Working as a paralegal in Savannah in the 1970s, Melissa Fay Greene witnessed an impoverished black community mobilize against a corrupt white sheriff.

Several years later, Greene, who now lives in Atlanta near Emory University, chronicled the political awakening and the cracking of the white power structure in McIntosh County in the gripping book “Praying for Sheetrock,” published in 1991.

Vividly written, this first nonfiction book by Greene was a finalist for both the National Book Award and the National Book Critics Circle Award. “Praying for Sheetrock” was also included in New York University’s list of the 100 greatest works of 20th-century journalism.

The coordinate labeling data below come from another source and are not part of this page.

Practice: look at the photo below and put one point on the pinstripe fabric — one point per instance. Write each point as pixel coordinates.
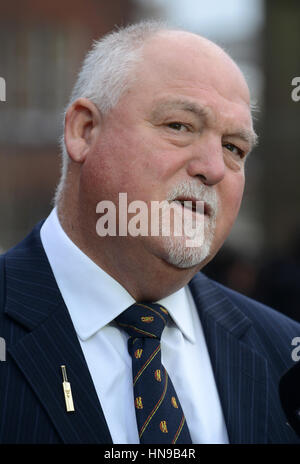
(249, 346)
(40, 338)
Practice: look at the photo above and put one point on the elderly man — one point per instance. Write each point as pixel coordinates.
(118, 338)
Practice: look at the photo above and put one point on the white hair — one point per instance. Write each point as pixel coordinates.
(106, 72)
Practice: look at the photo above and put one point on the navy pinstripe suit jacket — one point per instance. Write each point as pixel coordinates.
(249, 345)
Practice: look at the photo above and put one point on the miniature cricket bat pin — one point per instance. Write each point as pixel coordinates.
(67, 391)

A 1975 graduate of Oberlin College, Greene, 63, is also the author of four more acclaimed books of nonfiction, including "No Biking in the House Without a Helmet," a deeply personal, inspiring (and at times, wickedly funny) story about how she, her husband and their four birth children opened their hearts to five more children through adoption: a girl and four boys from Bulgaria and Ethiopia.

Greene, a native of Macon, was inducted into the Georgia Writers Hall of Fame in 2011.

Greene’s other books include “The Temple Bombing” (1996), “Last Man Out: The Story of the Springhill Mine Disaster” (2003) and “There Is No Me Without You” (2007), the story about an Ethiopian orphanage for children left parentless by AIDS.